Screenshot 1: Query Execution Plan without Index (Execution Time = 8653 ms)

Sequential Scan Query Planner

Key Highlights:

  • Parallel Seq Scan on employees PostgreSQL reads the full employees table in parallel across 3 processes (1 main + 2 workers), scanning all rows to find those with dept_id = 4.

  • Rows Removed by Filter: 13,333,128 Out of ~50 million rows, over 13 million were evaluated and removed by the filter.

  • Rows Returned: 3,333,538 (approx.) That's the number of rows that matched the condition dept_id = 4.

  • Execution Time: ~8653 ms The query took over 8.5 seconds to execute.

Screenshot 2: Same Query After Index creation (Execution Time = 7156 ms)

Sequential Scan Query Planner

This screenshot is from the same query, after creating the index.

Key Changes:

  • Execution Time: ~7156 ms
  • Scan Type: Still a Parallel Sequential Scan
  • Workers Used: 2
  • Query Plan: Did not switch to index scan despite index being available.

Why PostgreSQL Still Ignored the Index

Even though an index on dept_id was present in the second query:

  1. Large Matching Dataset (~3.3 million rows) PostgreSQL estimated that a large portion of the table matched the filter (dept_id = 4). In such cases, using an index becomes less efficient due to:

    • The overhead of reading many index entries.
    • The need to fetch corresponding heap (table) blocks, resulting in random I/O.
  2. Parallel Sequential Scan is Cheaper for Large Reads PostgreSQL opted for a parallel seq scan across 2 worker processes because scanning large chunks linearly with multiple threads is faster than jumping around via index lookups.

  3. Planner Cost-Based Decision PostgreSQL uses a cost-based planner, which means it evaluates different query plans and picks the one with the lowest estimated cost.
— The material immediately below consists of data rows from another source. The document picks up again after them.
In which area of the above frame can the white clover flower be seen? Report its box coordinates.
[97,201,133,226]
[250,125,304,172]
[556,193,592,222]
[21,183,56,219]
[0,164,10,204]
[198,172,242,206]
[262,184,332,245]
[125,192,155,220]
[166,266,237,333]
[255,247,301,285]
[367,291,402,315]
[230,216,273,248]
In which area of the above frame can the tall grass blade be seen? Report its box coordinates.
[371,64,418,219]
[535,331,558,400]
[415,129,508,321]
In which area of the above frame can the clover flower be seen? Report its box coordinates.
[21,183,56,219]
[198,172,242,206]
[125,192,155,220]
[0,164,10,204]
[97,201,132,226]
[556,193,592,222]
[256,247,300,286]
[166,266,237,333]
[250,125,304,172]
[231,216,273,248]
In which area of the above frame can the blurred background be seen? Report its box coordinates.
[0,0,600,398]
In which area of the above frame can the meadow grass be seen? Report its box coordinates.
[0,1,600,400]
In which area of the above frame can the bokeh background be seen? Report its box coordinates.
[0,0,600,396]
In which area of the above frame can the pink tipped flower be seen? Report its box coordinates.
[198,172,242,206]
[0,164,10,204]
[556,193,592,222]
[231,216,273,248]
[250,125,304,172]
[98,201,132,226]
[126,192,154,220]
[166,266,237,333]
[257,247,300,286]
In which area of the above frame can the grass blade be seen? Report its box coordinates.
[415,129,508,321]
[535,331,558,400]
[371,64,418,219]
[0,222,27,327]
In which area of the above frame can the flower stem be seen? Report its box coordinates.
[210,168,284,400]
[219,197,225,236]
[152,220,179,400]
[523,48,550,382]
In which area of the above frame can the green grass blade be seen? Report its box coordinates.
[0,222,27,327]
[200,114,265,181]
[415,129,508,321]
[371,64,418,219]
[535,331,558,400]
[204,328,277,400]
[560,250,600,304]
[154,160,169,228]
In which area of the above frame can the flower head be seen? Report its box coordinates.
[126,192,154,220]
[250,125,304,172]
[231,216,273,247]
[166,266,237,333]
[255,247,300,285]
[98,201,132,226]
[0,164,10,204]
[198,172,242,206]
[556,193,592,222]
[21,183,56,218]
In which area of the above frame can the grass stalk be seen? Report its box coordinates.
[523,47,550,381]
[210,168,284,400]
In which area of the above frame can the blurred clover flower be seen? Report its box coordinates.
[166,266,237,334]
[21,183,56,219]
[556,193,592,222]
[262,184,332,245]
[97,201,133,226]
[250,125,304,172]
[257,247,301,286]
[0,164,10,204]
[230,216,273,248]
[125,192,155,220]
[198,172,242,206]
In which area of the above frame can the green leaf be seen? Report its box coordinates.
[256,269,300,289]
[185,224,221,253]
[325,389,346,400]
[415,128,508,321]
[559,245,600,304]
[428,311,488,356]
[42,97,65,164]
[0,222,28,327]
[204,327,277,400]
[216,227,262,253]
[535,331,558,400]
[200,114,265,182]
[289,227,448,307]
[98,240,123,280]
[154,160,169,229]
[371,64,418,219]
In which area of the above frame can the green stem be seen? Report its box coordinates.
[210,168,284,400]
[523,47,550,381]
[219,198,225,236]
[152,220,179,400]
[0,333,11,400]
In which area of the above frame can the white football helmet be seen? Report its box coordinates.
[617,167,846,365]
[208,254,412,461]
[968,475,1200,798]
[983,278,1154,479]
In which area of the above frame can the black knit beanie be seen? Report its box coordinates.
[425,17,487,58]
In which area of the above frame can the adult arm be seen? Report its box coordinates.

In this case, even with an index, the sequential scan with parallelism was cheaper.

5. How to Force Index Usage (Only for Testing)

You can force PostgreSQL to use an index by disabling sequential scans:

SET enable_seqscan = OFF;
  • Warning: Do this only for debugging or benchmarking. Never use this in production as it bypasses the cost-based optimization.

6. Summary

Scenario PostgreSQL Behavior Recommendation
Query matches many rows Uses Sequential Scan Consider if index is beneficial
Table is small Uses Sequential Scan Acceptable behavior
Statistics are stale May misestimate cost Run ANALYZE regularly
Function used in WHERE clause Index not used Create a functional index
Planner thinks Seq Scan is faster Ignores index Use EXPLAIN ANALYZE to verify plan

Note on Query Planner

PostgreSQL uses a cost-based query planner to decide the best execution strategy. It calculates:

  • Startup Cost: Cost before first row is returned.
  • Total Cost: Cost to return all rows.
  • Estimated Rows: Number of rows expected to be returned.

The planner will always choose the plan with the lowest total cost, which sometimes means ignoring indexes.